Ele cruzou os braços sobre o peito, sentindo a brisa invernal fazer seus cabelos loiros esvoaçarem. Mordeu o próprio lábio, se impedindo de continuar, mas ela assentiu. Queria que ele prosseguisse.
— Você tentou...?
Ela não precisou concluir a sentença, John apenas negou em um movimento silencioso. Entendera a pergunta. Não tinha tentado. Nunca houvera pensado em tirar a própria vida, porque, pra ele, aquilo seria entregar a toalha. John Rutherford não deixaria o universo lhe derrotar tão facilmente.
A verdade é que, numa guerra, quanto mais ferido o soldado, mais ele tem o desejo de sobreviver. John desejava. Não admitiria em voz alta, claro, mas ainda esperava encontrar o sentido de todas as coisas ruins que vivenciara. Não fosse assim, não teria voltado para o Tennessee atrás da única garota que amava.
O cético Rutherford ainda acreditava na vida e no amor.
— Então por quê? — Ela insistiu. — Por que se machucar ainda mais?
— Eu espero que você nunca na vida entenda o que eu vou te dizer, mas, às vezes, o corte não dói, ele alivia a dor.
E quando ele confessara aquilo, sua voz não soou triste, tampouco feliz. Soou apenas vazia e sem significado, que era como ele próprio se sentia a maior parte do tempo.
Naquele momento, John era o vácuo. A escuridão. O silêncio. A ausência.
Alison era a fartura. A luz. O barulho. Não qualquer barulho, o som da sua música country favorita tocando em alto e bom tom.
E, como dois opostos que precisavam desesperadamente se completar, ela lançou os dois braços sobre o seu ombro e puxou-o para um abraço apertado.
Até tentou, mas não pôde impedir os olhos de se encherem de lágrimas.

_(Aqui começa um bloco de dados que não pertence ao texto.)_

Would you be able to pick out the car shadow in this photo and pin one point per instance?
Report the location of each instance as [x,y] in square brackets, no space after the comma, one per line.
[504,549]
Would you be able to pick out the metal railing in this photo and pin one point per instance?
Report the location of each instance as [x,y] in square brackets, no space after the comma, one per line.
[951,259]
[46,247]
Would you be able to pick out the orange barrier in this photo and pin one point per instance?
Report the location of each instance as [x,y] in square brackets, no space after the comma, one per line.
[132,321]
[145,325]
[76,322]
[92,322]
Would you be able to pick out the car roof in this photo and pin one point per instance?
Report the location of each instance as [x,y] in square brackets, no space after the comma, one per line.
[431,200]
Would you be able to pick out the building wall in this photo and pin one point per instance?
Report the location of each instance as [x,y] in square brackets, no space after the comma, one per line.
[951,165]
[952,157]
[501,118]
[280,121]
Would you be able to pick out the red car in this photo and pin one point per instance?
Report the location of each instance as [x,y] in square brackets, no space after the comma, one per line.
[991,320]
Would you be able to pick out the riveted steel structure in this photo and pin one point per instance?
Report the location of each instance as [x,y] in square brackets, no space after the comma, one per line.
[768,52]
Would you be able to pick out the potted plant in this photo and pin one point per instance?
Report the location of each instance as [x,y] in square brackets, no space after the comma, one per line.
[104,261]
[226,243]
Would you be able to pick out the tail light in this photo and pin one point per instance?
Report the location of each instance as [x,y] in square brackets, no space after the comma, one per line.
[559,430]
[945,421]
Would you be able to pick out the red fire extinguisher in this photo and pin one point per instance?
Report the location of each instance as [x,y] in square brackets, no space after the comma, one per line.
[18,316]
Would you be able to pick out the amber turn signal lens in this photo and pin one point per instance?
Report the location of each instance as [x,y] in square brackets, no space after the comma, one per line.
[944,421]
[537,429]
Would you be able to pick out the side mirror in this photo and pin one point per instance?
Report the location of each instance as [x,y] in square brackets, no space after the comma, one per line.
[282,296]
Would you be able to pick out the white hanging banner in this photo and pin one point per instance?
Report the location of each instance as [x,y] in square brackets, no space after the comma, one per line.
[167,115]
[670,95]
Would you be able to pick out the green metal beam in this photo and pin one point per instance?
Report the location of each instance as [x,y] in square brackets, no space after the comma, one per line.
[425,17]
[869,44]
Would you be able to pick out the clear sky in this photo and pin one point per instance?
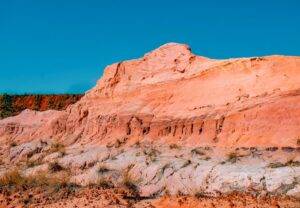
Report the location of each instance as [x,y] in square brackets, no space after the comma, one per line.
[59,46]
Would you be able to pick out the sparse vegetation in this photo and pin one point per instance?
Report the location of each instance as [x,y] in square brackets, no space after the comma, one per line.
[55,167]
[13,144]
[11,105]
[233,157]
[130,183]
[200,194]
[174,146]
[103,169]
[186,163]
[288,149]
[33,163]
[151,153]
[290,163]
[57,147]
[104,183]
[197,151]
[14,178]
[272,149]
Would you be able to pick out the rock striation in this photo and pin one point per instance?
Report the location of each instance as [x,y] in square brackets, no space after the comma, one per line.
[173,96]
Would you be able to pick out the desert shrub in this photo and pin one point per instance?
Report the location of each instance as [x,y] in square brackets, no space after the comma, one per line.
[13,144]
[15,179]
[57,147]
[186,163]
[207,158]
[200,195]
[174,146]
[272,149]
[55,167]
[33,163]
[290,163]
[288,149]
[276,165]
[6,107]
[232,157]
[197,151]
[103,169]
[12,178]
[130,183]
[104,183]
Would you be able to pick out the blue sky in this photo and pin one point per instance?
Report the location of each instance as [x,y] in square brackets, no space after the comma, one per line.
[59,46]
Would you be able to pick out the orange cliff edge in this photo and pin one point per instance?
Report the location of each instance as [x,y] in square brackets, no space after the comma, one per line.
[173,96]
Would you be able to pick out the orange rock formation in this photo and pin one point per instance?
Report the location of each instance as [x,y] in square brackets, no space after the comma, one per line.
[173,96]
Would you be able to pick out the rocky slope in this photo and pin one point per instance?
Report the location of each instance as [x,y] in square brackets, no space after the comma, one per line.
[171,95]
[11,105]
[170,123]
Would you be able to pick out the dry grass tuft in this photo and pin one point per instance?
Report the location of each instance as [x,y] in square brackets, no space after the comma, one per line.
[103,169]
[55,167]
[104,183]
[57,147]
[174,146]
[130,183]
[197,151]
[290,163]
[15,179]
[233,157]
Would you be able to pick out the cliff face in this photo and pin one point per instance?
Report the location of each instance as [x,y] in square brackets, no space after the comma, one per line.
[173,96]
[11,105]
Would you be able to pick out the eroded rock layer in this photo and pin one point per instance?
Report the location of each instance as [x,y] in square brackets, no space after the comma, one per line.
[173,96]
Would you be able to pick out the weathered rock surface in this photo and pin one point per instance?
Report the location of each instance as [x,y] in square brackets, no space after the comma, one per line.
[159,170]
[171,95]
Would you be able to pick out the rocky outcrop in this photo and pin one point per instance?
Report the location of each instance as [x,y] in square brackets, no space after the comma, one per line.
[173,96]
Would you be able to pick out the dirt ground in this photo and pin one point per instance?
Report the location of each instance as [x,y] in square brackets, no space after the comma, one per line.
[96,197]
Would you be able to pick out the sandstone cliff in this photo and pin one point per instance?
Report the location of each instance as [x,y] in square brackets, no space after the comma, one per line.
[173,96]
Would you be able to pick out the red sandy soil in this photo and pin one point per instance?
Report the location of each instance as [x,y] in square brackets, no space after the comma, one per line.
[98,198]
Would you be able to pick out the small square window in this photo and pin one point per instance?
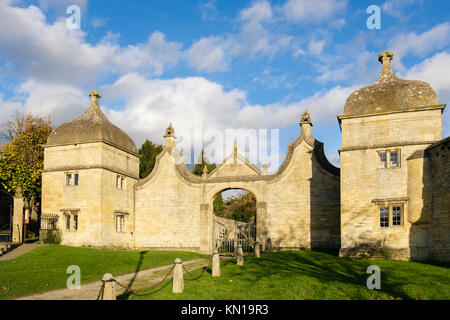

Não. Ela não entendia o alívio. Provavelmente, jamais entenderia. Nunca houvera precisado daquilo. Mas a dor, isso sim ela entendia, aliás, sentia. Queimava. Ardia em seu interior como se fosse em sua própria pele o ferimento.
— Você faria isso comigo?
A pergunta fez John encará-la com espanto.
A palma de sua mão deslizou lenta contornando o rosto macio da garota, e ele fez questão de olhar profundamente em seus olhos azuis piscina quando disse:
— Eu jamais deixaria a mim, ou qualquer outra pessoa nesse mundo sequer pensar em te ferir, Alison.
— Então me deixa te ajudar! — Sua voz soou quase como um suplício. — Porque quando você se fere, John, também dói em mim.
E a verdade é que doera tanto, que ela não aguentou, desmoronou. Chorou as lágrimas que houvera estancado desde o instante em que entendeu o que estava acontecendo. As mesmas lágrimas que estancou quando estavam no escritório do seu pai, e em todo o caminho até o campus da universidade.
Ela deveria ter entrada na aula, ela nunca se atrasava, mas, naquele dia, precisava. Não pôde entrar. Não naquele estado. Ela ficou, e, persistente que era, John sabia que a jovem aspirante a advogada jamais iria embora sem que sua única exigência fosse cumprida. Ela queria ver os machucados.
Ela pensou que daria conta, porque, afinal, ela era Alison Grace, pensara que pudesse resolver tudo, ou quase tudo. Não podia. Não aquilo.
Alison era forte. Sua mãe a havia criado para ser desse jeito. Uma fortaleza.
Mas, se por um lado ela deveria ter herdado da família de advogados a frieza, por outro, a garota era quente. Como o sol do meio-dia no inverno, derretendo a neve sobre o topo das árvores.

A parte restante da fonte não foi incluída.